Weakly Charged Compact Stars in $f \left( R \right)$ gravity

TL;DR

This paper investigates how electric charge and modifications to gravity influence the structure and mass limits of compact stars, using numerical methods to compare extended gravity theories with general relativity.

Contribution

It introduces a detailed numerical analysis of charged compact stars within $f(R)$ gravity, exploring the effects of charge and gravity modifications on their properties.

Findings

Mass-radius relations depend on charge and gravity parameters.

The Oppenheimer Volkoff mass limit is affected by the extended gravity parameters.

Results differ from those predicted by standard General Relativity.

Abstract

We study electrically charged compact stars in the framework of extended theory of gravity (ETG).
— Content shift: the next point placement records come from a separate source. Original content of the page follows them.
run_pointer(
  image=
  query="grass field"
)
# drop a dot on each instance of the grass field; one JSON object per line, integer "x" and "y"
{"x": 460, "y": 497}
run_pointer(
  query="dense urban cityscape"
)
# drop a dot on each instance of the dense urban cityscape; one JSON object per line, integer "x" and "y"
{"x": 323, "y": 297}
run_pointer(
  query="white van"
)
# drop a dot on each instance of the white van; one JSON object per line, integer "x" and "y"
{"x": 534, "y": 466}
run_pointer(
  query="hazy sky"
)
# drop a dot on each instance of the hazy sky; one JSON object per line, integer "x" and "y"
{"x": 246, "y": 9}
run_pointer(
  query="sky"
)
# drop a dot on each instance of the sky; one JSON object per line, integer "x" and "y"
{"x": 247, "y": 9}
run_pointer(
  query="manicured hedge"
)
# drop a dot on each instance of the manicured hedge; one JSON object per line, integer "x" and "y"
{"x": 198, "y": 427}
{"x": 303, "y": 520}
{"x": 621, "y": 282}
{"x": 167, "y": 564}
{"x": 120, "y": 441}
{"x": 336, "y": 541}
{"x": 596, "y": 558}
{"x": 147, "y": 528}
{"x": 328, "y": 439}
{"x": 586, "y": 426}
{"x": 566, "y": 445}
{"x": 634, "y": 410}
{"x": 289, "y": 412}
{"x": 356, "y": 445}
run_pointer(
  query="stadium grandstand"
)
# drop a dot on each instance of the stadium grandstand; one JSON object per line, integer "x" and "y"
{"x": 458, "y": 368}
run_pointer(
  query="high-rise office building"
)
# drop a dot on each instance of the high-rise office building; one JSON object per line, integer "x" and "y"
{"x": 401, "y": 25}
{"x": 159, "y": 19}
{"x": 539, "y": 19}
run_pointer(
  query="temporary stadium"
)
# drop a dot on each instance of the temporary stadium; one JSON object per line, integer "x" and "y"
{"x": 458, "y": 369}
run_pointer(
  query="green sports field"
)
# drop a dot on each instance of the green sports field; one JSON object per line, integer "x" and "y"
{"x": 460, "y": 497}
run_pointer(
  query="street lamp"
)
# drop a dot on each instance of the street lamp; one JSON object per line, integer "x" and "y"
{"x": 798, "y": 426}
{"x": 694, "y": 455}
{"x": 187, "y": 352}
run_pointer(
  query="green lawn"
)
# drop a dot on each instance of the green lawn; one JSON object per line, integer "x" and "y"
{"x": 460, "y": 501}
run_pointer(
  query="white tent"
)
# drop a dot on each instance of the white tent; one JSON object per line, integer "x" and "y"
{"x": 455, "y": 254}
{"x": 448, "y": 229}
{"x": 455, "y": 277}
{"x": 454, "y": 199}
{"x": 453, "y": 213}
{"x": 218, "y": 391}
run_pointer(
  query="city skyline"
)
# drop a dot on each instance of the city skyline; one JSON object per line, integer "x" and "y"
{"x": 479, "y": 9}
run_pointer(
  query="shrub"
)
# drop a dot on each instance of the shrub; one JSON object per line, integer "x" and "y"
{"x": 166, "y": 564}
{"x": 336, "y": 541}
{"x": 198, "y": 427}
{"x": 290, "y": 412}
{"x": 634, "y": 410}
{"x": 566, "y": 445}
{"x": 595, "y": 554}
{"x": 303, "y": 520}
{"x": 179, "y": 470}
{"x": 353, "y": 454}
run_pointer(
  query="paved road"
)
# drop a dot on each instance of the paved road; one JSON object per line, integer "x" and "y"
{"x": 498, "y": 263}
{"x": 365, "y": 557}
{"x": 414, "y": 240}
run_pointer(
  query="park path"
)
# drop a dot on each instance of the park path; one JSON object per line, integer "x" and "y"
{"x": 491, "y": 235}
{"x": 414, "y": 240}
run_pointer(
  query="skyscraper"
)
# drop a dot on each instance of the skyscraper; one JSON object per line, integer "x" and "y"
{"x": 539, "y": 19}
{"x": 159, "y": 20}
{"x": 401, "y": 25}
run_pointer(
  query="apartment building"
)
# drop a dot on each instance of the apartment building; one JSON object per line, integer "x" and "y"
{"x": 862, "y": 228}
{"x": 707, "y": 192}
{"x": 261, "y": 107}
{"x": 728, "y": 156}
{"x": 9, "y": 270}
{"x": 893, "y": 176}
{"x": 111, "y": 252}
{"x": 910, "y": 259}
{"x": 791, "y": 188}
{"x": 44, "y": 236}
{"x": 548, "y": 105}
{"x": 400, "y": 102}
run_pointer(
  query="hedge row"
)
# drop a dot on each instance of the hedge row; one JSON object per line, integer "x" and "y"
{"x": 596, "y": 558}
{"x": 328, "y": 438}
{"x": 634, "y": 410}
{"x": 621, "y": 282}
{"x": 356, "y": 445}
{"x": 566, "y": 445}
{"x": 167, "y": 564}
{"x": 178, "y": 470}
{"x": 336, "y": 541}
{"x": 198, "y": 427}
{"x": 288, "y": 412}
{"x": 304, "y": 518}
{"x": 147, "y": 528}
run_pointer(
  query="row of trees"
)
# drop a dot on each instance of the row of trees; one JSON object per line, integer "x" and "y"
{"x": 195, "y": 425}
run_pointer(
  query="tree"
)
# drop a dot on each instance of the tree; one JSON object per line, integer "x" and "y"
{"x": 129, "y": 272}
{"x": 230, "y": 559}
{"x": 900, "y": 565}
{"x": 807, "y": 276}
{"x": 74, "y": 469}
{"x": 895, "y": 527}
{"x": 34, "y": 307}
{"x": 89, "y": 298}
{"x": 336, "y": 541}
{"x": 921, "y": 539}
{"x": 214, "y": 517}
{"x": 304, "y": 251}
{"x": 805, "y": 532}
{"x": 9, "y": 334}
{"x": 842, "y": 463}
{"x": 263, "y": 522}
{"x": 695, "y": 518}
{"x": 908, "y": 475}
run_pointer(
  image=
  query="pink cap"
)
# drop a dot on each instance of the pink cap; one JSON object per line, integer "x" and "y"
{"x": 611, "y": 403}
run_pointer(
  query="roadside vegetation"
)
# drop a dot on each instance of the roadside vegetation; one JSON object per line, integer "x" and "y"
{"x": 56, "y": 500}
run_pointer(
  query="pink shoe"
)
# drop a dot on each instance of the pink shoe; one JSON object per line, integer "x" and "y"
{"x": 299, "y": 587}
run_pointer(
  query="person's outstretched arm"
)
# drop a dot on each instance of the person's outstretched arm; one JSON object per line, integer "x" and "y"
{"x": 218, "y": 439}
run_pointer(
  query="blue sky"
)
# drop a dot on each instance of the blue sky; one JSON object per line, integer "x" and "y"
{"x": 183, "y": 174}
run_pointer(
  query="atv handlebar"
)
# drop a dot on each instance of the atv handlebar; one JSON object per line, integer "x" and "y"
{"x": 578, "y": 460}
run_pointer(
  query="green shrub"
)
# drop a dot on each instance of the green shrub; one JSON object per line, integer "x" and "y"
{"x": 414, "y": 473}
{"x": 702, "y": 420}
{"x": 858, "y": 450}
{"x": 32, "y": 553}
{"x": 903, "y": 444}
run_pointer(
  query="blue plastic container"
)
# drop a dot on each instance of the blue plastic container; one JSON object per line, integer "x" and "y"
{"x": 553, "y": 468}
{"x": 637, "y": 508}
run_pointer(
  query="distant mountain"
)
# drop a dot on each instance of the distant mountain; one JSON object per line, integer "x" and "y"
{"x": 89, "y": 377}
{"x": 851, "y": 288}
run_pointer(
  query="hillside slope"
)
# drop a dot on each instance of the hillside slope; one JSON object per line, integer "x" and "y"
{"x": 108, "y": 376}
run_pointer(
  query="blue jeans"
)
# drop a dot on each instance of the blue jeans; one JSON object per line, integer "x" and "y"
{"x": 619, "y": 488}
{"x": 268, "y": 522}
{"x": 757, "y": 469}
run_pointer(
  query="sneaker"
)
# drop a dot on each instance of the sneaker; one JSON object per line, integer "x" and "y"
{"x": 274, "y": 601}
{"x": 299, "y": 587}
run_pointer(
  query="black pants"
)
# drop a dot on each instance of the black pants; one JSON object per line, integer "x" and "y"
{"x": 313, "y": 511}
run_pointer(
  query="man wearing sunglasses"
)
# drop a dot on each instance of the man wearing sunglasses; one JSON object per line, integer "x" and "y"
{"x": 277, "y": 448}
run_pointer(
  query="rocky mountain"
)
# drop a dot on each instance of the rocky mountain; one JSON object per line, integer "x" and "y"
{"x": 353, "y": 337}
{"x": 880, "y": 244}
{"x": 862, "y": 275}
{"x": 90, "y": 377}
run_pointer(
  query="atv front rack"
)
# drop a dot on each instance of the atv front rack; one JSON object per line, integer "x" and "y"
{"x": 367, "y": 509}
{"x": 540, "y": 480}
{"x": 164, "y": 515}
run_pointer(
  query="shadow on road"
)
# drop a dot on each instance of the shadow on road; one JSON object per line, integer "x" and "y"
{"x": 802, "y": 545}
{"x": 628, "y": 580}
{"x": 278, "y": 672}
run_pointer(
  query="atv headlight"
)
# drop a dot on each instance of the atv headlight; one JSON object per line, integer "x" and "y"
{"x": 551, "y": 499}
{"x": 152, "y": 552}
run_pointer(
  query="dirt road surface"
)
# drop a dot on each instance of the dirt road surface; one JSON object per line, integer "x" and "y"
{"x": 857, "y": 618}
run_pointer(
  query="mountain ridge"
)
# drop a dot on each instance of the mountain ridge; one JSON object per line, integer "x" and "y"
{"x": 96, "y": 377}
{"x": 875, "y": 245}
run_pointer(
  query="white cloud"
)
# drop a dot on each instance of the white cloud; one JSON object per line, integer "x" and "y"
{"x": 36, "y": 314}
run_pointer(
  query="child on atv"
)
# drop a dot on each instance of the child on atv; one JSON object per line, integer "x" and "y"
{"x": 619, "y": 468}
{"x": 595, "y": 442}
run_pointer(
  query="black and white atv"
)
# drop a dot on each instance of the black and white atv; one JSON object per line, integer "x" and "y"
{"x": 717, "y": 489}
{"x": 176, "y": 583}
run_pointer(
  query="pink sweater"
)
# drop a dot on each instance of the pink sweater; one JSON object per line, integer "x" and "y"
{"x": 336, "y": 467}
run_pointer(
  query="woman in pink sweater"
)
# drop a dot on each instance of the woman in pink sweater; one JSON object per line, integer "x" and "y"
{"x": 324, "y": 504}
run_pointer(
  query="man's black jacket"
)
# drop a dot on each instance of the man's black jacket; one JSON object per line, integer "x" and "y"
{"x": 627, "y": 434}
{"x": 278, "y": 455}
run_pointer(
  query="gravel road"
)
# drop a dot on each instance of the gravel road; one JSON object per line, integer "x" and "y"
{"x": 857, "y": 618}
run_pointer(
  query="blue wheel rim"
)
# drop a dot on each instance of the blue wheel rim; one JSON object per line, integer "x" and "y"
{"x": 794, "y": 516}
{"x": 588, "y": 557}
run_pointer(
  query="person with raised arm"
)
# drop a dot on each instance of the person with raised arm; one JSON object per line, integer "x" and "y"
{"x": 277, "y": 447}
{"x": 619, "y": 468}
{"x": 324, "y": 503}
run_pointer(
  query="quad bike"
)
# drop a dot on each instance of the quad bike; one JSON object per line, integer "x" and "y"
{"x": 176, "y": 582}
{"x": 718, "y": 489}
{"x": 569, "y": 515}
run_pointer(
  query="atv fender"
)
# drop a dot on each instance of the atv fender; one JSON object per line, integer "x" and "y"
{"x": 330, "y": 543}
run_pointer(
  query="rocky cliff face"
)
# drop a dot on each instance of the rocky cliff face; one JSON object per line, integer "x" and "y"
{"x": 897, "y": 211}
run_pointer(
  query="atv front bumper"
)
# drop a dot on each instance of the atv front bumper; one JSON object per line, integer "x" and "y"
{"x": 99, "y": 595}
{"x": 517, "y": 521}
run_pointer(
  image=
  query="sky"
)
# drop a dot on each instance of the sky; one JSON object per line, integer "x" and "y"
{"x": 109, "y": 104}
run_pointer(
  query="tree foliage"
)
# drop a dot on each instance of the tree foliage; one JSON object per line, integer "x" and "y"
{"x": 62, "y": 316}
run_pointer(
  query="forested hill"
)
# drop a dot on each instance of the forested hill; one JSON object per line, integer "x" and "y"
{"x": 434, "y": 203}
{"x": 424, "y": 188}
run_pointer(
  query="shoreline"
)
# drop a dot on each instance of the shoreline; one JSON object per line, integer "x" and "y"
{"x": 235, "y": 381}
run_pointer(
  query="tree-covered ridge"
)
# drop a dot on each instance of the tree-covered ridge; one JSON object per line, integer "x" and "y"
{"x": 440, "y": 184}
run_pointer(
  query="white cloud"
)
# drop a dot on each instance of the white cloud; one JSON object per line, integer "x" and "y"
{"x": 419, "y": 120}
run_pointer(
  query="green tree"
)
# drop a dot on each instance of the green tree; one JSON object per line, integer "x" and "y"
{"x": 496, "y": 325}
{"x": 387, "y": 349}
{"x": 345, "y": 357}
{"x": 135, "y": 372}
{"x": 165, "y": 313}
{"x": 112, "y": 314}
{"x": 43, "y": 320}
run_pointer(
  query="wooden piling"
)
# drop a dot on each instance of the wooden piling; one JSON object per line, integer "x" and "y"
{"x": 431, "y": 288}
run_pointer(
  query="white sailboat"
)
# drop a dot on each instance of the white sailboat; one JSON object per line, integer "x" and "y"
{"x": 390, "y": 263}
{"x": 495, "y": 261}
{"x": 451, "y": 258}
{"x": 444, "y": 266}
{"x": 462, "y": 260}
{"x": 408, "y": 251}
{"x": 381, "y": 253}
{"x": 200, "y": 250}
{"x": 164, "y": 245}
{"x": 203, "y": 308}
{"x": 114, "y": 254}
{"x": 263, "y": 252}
We assume that the charge density is proportional to the energy density. The polytropic equation of state is chosen to describe the state of the charged perfect fluid. We aim to find the Oppenheimer Volkoff (OV) mass limit for charged compact stars. A detailed numerical study is performed. We show the dependence of the mass-radius diagram of the spheres on the values of the perturbatif parameter $\beta$, the polytropic exponent $\gamma$ and the charge fraction $\alpha$. Our results are compared with those found in the literature in the case of applying General Relativity (GR).